Neles, Ramonet tece uma vasta e rica argumentação a respeito da onda de neoliberalismo que varre o mundo, da primazia do fenômeno econômico sobre o político, da supremacia do mercado e avança na abordagem das múltiplas formas contemporâneas de manipulação da mente humana, em especial através da publicidade, das pesquisas de mercado e do marketing.

Como premissa básica das análises de Ramonet, destaca-se o conceito de condicionamento pavloviano. Para quem não o conhece, explico: o cientista russo Pavlov, partindo da tese de que os cães aprendem por associação, teve a ideia de apresentar um pedaço de carne a um cão simultaneamente à detonação de uma campainha para verificar se ele se condicionava a salivar sem o cheiro da carne, apenas ouvindo o som. O sucesso foi estrondoso. Um efeito colateral não-previsto do treinamento botou, no entanto, tudo a perder. Durante as sessões, o cão ficava atado a uma mesa do laboratório, que fora construído no porão de uma casa. Certo dia, uma chuva intensa provocou a inundação do porão. O cão, ao invés de tentar escapar do recinto, pulou então para a mesa e lá permaneceu imobilizado na posição, provavelmente acreditando que dessa forma estaria protegido. Morreu afogado o infeliz.

Tal qual o cão de Pavlov, diz Ramonet, somos pacientemente doutrinados desde o nascimento a conhecer e aceitar nosso lugar no mundo, adotando as crenças e valores de nosso grupo familiar. Mais tarde, a escola se encarrega de aprofundar e alargar nosso condicionamento social. Na sociedade pós-moderna, outras forças – como a televisão, as redes sociais, a publicidade e a globalização – tornaram o quadro mais complexo para a perversa indução de comportamentos desejados por quem está no poder.

Fiquei simplesmente apalermada com a coincidência de tópicos abordados por Ramonet nesses artigos e os que elenquei quando escrevi um livro ao qual dei o título de Guia Básico de Adestramento de Humanos. Quase uma década se passou desde que me dediquei a investigar o tema, mas posso jurar que o mesmo horror me invade ainda hoje quando penso nas armadilhas ideológicas a que estamos expostos diariamente.

Uma delas, a mais preocupante e infame, atrai minha atenção em especial: a proposta da Escola sem Partido. Não sou especialista na área, mas jamais me cansarei de levantar duas objeções indignadas a esse projeto. A primeira diz respeito ao fato de que o cérebro humano só se desenvolve estabelecendo novas conexões entre fenômenos díspares. A segunda refere-se à premissa não-verbalizada de que as crianças não têm como se defender da doutrinação de seus mestres. Ou, mais precisamente, de que a mente infantil é uma tábula rasa na qual se pode imprimir os códigos atitudinais que desejarmos.

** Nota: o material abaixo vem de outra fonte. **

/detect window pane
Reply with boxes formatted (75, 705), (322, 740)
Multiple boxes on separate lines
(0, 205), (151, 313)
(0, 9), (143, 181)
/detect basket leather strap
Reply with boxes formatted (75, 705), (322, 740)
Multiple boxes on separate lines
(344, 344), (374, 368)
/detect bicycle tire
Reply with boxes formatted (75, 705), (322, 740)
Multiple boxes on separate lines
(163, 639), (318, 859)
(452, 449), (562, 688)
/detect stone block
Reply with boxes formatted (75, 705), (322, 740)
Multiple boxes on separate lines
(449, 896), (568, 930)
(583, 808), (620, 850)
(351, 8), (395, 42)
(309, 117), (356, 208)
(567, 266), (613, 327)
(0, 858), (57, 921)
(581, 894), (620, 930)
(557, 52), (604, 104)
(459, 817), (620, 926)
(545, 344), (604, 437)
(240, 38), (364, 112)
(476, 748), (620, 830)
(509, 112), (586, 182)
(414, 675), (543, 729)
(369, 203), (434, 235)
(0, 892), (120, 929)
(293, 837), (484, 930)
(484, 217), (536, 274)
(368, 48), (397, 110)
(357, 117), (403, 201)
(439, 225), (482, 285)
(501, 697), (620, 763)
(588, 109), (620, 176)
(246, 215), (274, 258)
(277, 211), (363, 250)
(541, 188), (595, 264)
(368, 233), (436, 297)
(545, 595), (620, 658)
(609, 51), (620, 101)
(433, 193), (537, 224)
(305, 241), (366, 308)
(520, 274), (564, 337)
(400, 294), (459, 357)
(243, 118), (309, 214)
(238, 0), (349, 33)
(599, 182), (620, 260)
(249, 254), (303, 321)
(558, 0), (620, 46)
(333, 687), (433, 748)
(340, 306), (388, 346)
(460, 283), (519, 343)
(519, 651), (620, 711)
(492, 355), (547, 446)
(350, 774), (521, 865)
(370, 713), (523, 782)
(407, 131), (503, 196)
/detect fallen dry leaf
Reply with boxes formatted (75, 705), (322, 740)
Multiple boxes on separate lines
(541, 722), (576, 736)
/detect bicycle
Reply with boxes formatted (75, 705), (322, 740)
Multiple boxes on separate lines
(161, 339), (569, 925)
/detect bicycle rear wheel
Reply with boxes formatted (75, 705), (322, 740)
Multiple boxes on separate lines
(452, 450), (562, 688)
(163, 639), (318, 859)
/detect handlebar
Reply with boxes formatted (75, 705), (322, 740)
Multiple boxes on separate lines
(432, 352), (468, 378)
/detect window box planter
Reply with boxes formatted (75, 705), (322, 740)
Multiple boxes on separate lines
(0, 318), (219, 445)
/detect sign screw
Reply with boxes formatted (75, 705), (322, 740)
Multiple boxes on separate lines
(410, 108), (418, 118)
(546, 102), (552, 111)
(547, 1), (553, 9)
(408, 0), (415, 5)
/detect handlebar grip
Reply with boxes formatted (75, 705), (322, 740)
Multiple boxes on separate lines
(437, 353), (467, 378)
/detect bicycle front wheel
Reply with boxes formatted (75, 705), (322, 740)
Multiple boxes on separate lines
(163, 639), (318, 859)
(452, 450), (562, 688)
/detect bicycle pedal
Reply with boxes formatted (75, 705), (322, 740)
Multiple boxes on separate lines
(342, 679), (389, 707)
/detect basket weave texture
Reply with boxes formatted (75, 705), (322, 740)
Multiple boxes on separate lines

Educação é diferente de ensino. A função da escola é ensinar a pensar, não a de criar clones. O pensamento crítico é uma conquista que só se obtém pelo confronto de ideias, teorias e visões de mundo. Faço minhas as palavras de Henri Michaux, um escritor e poeta belga: “A aprendizagem da aranha não é para a mosca”.

(*) Myrthes Suplicy Vieira é psicóloga, escritora e tradutora.

Um pensamento sobre “Admirável Brasil Novo

  1. Triste e trágica a guinada à direita que vem ocorrendo pelo mundo e mais triste quando se trata do nosso país que é jovem em termos de convivência democrática. Não é um belo futuro sermos reduzidos a imagem e semelhança do cachorro pavloviano.